Following those remarks, executive director of CMH Dr. Maya Maroto, Ed.D., M.P.H., R.D moderated a discussion featuring Dr. Bret Scher, M.D. (cardiologist and medical director for CMH), Dr. Caroline Roberts, MD (endocrinologist and medical director of research, Virta Health) and myself. Together, we discussed evidence-based approaches to treating obesity, prediabetes, type 2 diabetes, and other chronic diseases, including therapeutic carbohydrate reduction, ketogenic nutrition, lifestyle medicine, and the role of GLP-1 medications.
GLP-1 medications have become an important part of the national conversation, and for good reason — they can be incredibly effective for many patients. But medications should never be the only option patients hear about. During the panel, I shared what I believe is one of the most important priorities moving forward: “I’d like to both see more coverage of these [GLP-1] drugs and also see more support for patients who want to come off them.”
Patients deserve access to medications when they’re appropriate. They also deserve access to comprehensive nutrition education, health coaching, medical supervision, and lifestyle interventions that may help them reduce or even discontinue those medications over time. These approaches should work together, not compete with one another.
Dr. Roberts also reminded the audience that improving nutrition isn’t simply about education. Access matters: “Another area to make sure to consider is SNAP benefits, support for low-income families, and also penetration of food deserts to make sure that foods are available locally and accessible.” Creating healthier communities requires more than good intentions. It requires making nutritious food and evidence-based care available to everyone.
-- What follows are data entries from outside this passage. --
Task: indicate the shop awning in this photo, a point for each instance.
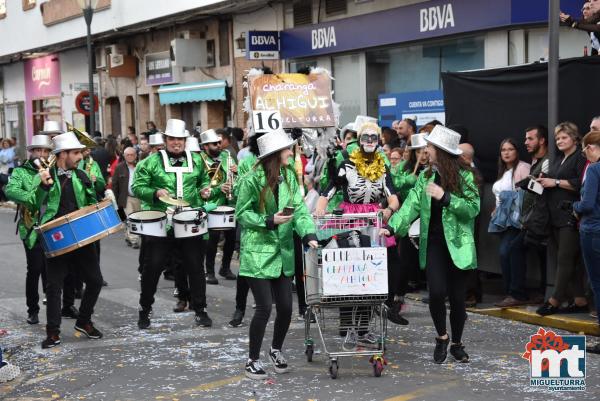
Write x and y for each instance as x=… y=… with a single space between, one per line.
x=194 y=92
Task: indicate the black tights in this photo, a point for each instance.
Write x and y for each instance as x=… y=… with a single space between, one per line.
x=445 y=279
x=264 y=291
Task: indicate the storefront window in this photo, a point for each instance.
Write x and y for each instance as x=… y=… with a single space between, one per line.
x=418 y=67
x=346 y=86
x=45 y=109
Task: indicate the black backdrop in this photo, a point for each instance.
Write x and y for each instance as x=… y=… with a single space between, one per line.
x=500 y=103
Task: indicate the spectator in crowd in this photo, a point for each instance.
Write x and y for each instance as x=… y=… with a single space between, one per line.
x=588 y=210
x=589 y=23
x=512 y=250
x=151 y=127
x=228 y=143
x=121 y=186
x=406 y=128
x=144 y=148
x=396 y=156
x=389 y=138
x=562 y=186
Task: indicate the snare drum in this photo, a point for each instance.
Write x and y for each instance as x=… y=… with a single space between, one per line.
x=414 y=232
x=189 y=223
x=79 y=228
x=221 y=218
x=148 y=222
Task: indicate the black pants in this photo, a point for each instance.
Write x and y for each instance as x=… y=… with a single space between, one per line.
x=299 y=273
x=211 y=250
x=85 y=262
x=264 y=292
x=445 y=279
x=36 y=267
x=156 y=255
x=241 y=293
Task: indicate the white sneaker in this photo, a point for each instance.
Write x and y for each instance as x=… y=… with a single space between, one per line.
x=278 y=361
x=255 y=370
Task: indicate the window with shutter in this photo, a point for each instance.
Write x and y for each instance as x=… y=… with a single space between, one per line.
x=303 y=12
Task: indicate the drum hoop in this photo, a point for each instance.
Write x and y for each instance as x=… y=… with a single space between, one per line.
x=201 y=216
x=155 y=220
x=85 y=242
x=77 y=214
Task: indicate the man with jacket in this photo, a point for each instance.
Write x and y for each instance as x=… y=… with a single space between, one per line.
x=23 y=181
x=64 y=189
x=172 y=172
x=126 y=201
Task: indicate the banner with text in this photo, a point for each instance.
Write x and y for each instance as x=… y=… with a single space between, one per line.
x=304 y=101
x=355 y=271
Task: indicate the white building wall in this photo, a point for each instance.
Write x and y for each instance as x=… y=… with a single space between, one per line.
x=121 y=13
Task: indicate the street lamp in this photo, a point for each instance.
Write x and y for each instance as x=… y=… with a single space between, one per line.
x=88 y=7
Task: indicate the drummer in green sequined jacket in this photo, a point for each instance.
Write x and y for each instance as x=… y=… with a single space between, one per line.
x=23 y=180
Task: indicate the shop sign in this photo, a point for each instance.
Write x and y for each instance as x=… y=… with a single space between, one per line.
x=159 y=69
x=423 y=107
x=262 y=45
x=304 y=101
x=423 y=20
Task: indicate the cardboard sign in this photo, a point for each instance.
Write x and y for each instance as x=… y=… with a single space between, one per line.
x=355 y=271
x=304 y=101
x=265 y=121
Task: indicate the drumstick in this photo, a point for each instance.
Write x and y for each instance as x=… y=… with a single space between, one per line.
x=41 y=168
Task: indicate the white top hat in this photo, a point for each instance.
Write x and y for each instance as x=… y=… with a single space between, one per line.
x=51 y=128
x=346 y=128
x=360 y=120
x=40 y=141
x=417 y=141
x=176 y=128
x=156 y=140
x=66 y=141
x=445 y=139
x=209 y=136
x=273 y=141
x=191 y=144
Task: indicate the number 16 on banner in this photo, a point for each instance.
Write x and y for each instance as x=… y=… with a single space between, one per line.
x=266 y=120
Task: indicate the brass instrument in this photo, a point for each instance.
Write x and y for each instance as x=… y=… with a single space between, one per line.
x=214 y=171
x=84 y=138
x=230 y=176
x=44 y=164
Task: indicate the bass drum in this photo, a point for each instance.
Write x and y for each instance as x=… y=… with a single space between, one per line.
x=189 y=223
x=221 y=218
x=148 y=222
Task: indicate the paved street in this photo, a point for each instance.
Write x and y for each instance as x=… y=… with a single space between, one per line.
x=177 y=361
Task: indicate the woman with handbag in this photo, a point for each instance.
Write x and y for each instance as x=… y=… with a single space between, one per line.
x=513 y=258
x=269 y=207
x=588 y=210
x=446 y=198
x=562 y=187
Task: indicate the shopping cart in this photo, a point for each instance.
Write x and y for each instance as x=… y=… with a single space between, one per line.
x=345 y=291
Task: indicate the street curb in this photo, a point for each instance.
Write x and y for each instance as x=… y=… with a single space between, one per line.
x=558 y=322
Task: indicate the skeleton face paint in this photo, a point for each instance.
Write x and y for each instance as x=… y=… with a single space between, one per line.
x=368 y=141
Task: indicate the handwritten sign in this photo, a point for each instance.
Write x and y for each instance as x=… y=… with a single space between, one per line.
x=354 y=271
x=304 y=101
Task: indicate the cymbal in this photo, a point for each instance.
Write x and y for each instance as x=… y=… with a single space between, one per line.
x=172 y=201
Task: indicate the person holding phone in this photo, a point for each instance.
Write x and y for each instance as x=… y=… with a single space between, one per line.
x=269 y=207
x=446 y=198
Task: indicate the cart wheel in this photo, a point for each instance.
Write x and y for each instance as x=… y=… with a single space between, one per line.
x=377 y=368
x=333 y=367
x=310 y=349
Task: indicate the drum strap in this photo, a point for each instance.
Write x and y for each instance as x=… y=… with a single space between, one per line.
x=179 y=171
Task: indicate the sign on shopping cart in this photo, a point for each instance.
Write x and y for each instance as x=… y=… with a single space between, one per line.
x=354 y=271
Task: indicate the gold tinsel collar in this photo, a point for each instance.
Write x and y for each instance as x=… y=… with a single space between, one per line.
x=373 y=170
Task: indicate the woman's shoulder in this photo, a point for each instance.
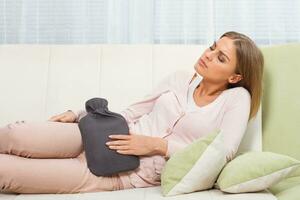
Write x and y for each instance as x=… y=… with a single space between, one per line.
x=182 y=75
x=239 y=94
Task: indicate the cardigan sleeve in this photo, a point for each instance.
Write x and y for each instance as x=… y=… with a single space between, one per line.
x=235 y=121
x=233 y=126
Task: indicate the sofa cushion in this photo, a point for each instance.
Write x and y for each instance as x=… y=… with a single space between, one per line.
x=196 y=167
x=255 y=171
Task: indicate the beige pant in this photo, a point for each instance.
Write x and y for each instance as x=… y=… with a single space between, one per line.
x=47 y=157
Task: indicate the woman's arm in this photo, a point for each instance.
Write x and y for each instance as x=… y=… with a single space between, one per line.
x=138 y=145
x=235 y=121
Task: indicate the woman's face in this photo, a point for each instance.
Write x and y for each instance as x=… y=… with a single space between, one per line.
x=218 y=62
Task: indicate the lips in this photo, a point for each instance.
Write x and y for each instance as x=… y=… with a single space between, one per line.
x=201 y=62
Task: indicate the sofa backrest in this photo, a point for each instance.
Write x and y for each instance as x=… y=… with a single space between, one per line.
x=281 y=100
x=38 y=81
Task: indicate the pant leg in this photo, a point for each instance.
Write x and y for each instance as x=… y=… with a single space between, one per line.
x=68 y=175
x=41 y=139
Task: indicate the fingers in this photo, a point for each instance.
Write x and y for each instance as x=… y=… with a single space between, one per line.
x=118 y=142
x=120 y=137
x=119 y=147
x=54 y=118
x=59 y=118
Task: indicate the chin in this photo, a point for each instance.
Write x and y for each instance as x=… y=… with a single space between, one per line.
x=198 y=68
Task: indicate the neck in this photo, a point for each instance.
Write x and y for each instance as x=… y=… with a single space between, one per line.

Dr. Maroto summarized the opportunity well when she said: “Americans would greatly benefit from increased access to evidence-based support that can improve metabolic health. This is where bipartisan leadership can make a real difference.”
That is exactly why Toward Health exists.
Everything we do at Toward Health starts with one belief: people deserve to know all of their treatment options. We’ve watched thousands of patients improve their health through therapeutic carbohydrate reduction and lifestyle change. Bringing that real-world experience into discussions with policymakers is an important step toward making nutrition a standard part of chronic disease care. The success our community has demonstrated is helping change the national conversation.
Every healthier A1c and medication reduced. Every person who avoids progressing to diabetes. Every patient who discovers they have more control over their health than they ever imagined. Those successes are no longer isolated stories. Together, they form the evidence that is helping reshape how chronic disease is discussed at the highest levels of healthcare and government.
I left Washington optimistic. Conversations like this are only the beginning, but they represent meaningful progress. Nutrition is finally earning the attention it deserves, and our Toward Health community has played an important role in making that happen.
Thank you for trusting us with your care, for sharing your stories, and for continuing to prove what is possible.
Together, we’re doing more than changing individual lives. We’re helping redefine the future of chronic disease care.